Mary Coomber, a licensed registered nurse hired as a wellness nurse at Ingleside at Rock Creek in Washington, D.C., alleges that her employer — Westminster Ingleside King Farm Presbyterian Retirement Community and two subsidiaries — pressured her to be listed simultaneously as the facility's Client Service Coordinator or Director for Ingleside at Home, a position she says she was unqualified to hold and whose statutory duties she could not fulfill while also working as a wellness nurse. She alleges the purpose was to deceive D.C. regulators into believing the home support agency had a qualified, full-time coordinator in order to maintain licensure and continue receiving Medicaid reimbursements. When she refused and raised objections, she alleges, the defendants terminated her employment at a March 18, 2024 meeting — while simultaneously continuing to press her to accept the dual role.

Judge Lydia Kay Griggsby of the U.S. District Court for the District of Maryland denied dismissal of the MHCWWPA retaliation claim, the D.C. wrongful-discharge claim, and the FCA retaliation claim. On the MHCWWPA count, the court rejected the defendants' argument that the statute does not cover Coomber because she performed her work in D.C. rather than Maryland. The court read the statute's plain text to prohibit Maryland employers from retaliating against health care workers who are licensed and/or practice in Maryland, without requiring that the work itself be performed in Maryland — a question on which the defendants cited no contrary case law.

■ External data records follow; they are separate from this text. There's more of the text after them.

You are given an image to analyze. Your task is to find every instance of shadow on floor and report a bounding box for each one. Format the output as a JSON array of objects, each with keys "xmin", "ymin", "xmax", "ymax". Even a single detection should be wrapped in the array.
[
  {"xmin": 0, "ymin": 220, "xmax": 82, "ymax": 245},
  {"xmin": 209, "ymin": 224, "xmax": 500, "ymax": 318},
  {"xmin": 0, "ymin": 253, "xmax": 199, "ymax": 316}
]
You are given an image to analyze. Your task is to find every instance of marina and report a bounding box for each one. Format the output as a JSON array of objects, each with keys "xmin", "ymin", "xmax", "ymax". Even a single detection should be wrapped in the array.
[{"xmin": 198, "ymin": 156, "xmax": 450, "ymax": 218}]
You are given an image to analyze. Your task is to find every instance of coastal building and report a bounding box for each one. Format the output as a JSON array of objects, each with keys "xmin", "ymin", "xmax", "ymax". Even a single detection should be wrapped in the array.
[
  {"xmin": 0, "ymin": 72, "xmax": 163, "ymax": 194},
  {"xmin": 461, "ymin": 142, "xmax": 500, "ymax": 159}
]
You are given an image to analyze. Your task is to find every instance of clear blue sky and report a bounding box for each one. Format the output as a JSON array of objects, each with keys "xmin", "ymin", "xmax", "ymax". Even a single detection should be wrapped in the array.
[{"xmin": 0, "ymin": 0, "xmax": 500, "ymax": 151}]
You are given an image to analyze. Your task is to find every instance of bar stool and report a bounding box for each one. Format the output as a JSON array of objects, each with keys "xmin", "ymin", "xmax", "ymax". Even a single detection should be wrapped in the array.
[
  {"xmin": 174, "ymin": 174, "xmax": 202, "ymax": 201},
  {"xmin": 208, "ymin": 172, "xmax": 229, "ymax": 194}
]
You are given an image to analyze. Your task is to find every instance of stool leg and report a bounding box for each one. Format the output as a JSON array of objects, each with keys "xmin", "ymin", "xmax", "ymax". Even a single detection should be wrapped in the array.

On the FCA count, the court held that Coomber plausibly alleged she engaged in protected activity by lodging complaints with management between March 15 and 18, 2024, that the defendants knew of those complaints, and that her termination was motivated by them. The court acknowledged the defendants' argument that the complaint does not identify which entity receives Medicare or Medicaid funding, but held that the amended complaint contains sufficient facts explaining why Coomber believed all three defendants receive such funding and why the proposed arrangement would have resulted in false claims submissions.

The court did dismiss the FMLA and D.C. Family Medical Leave Act interference and retaliation counts. Coomber began employment on March 15, 2023, and requested leave beginning March 14, 2024 — one day before she would have completed the twelve months of employment required for FMLA eligibility. The court also held that the amended complaint lacks facts showing the defendants actually denied her leave request, and that the complaint's own allegations undercut the causal-connection element of the retaliation claim: Coomber alleged she was terminated during a meeting focused on her refusal to serve as the CSCD, not because of her leave request.

The court also declined to drop Ingleside at Home as a defendant, holding that Coomber's allegations that all three entities jointly controlled her job duties, wages, and termination are sufficient at the pleading stage to state claims against IAH.

The case is Civil Action No. 25-cv-00082-LKG in the District of Maryland.